My application using the posix port is getting deadlocked. I have found 2 different cases where it happens.
In the posix port the tick handler is implemented via a signal handler. signal handlers should not perform blocking calls. However I found 2 different cases where blocking calls are being made inside a posix signal handler (the tick interrupt).
I have screen captures of the stack trace in eclipse with my commentary showing the 2 different scenarios. These 2 screen captures are attached.
I was previously using the old William Davy posix port for many months which didn’t have this issue. I switched to the “official” posix port just 2 days ago and today I got complaints from other developers about random deadlocks. I investigated and found these 2 scenarios.
For the 1st deadlock when the task switch occurs while a thread is blocking on vTaskDelayUntil() I can’t think of a simple way to fix this.
For the 2nd deadlock I could see setting a flag in the tick handler to indicate that we are in an ISR and should not block. Then when vPortYield() if this flag is set then just return.
But for the 2nd deadlock situation when the signal handler occurs during vTaskDelayUntil() and then inside the tick handler the task suspends itself again I can’t yet think of a way around this.
This is much higher priority for me than the other issue with detecting stack overflow.
I’m probably going to have to go back to the old William Davy port to unblock my developers.
@gedeonag: Can you please have a look at this?
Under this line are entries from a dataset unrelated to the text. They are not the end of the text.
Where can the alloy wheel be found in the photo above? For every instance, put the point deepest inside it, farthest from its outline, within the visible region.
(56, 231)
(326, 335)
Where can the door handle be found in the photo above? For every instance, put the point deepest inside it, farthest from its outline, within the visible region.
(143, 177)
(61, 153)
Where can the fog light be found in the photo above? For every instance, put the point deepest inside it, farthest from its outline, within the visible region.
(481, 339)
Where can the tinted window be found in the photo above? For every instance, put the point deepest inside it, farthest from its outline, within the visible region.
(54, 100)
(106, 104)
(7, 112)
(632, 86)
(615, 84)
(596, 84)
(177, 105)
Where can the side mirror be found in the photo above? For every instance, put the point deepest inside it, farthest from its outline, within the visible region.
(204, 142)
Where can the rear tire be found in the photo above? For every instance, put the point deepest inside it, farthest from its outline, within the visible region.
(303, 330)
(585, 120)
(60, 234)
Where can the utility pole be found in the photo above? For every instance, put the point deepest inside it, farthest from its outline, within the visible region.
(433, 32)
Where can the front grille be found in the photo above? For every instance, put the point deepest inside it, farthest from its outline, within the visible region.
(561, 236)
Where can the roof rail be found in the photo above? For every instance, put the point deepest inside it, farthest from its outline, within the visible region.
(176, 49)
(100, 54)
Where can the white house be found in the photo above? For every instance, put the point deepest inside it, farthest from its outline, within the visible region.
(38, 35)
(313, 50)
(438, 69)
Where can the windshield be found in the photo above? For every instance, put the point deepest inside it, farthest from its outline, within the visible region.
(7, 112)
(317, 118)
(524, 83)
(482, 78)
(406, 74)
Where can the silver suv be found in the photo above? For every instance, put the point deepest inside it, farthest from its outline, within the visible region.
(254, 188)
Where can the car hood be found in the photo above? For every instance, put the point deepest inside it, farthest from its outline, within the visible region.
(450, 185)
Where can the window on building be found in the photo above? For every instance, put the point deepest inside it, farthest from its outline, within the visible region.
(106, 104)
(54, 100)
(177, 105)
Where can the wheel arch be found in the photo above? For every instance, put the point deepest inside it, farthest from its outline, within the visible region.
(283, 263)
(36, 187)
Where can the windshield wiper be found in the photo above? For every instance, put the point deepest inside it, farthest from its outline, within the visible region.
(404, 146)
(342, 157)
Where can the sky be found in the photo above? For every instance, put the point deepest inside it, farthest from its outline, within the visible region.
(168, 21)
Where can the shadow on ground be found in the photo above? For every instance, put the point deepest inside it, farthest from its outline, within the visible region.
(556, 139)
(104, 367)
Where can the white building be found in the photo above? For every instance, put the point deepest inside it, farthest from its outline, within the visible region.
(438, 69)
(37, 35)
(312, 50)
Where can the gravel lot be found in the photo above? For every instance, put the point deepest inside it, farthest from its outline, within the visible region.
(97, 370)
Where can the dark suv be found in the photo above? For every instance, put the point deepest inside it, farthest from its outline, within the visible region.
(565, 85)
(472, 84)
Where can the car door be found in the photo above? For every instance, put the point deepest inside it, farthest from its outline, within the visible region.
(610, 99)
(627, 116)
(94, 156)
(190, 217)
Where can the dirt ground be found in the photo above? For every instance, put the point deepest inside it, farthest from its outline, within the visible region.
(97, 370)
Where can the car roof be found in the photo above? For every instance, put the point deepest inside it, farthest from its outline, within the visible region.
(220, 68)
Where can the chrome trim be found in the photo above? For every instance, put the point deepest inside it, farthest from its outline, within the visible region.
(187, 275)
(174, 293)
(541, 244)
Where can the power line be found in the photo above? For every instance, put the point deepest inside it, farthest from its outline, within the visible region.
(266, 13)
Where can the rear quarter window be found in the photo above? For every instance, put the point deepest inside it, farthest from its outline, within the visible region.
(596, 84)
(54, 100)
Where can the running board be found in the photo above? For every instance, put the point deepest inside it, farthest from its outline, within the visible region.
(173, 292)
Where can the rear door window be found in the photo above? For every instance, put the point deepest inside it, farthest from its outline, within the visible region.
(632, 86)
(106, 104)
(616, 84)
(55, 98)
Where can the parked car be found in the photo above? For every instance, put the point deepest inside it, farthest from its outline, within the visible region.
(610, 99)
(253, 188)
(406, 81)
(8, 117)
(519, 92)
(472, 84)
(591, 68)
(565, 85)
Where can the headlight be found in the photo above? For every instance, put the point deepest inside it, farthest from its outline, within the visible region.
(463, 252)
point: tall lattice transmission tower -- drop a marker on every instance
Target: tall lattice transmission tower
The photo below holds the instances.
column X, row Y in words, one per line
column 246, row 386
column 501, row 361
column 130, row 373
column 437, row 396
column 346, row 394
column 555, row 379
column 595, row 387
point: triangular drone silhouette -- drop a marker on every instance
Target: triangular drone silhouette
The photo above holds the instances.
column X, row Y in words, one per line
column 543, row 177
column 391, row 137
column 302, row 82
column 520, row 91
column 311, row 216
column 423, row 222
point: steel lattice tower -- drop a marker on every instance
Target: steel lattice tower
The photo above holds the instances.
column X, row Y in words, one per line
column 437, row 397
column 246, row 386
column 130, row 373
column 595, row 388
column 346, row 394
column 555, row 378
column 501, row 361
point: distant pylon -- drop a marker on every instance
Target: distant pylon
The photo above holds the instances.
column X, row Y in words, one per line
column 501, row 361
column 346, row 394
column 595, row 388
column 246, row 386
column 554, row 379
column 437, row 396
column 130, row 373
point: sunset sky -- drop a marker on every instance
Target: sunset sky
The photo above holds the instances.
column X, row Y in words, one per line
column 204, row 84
I remember reading that with this posix port that the SIGALRM/tick handler should only happen in the active thread. But clearly you can see it is happening in blocked threads.
This can possibly be explained because I am doing an infinite nanosleep() call in my idle thread. If I don’t do this the application is using 100% CPU on my system and that causes issues.
So when the timer is up and the signal handler gets called, if no thread is active because they are all blocked then I suppose a random thread is chosen for the signal handler? Don’t know if it would be possible to force the SIGALRM signal handler to interrupt the IDLE thread if everything is currently blocked?
A blocked thread will be awaken to service the signal I believe, we are purposely making all threads block signals, so only one thread should receive signals
Are you creating different threads with pthread_create ?
EDIT: Usually done to simulate interrupts by tasks that are not controlled by FreeRTOS scheduler
@gedeonag: Yes I am creating a single thread outside of FreeRTOS with pthread_create() for the purpose of simulating interrupts. This thread makes no FreeRTOS calls. It will set flags that are later checked in the tick hook, and then the tick hook may unblock semaphores.
Is it possible that this separate task with pthread_create() somehow makes it possible for the FreeRTOS threads to handle signals?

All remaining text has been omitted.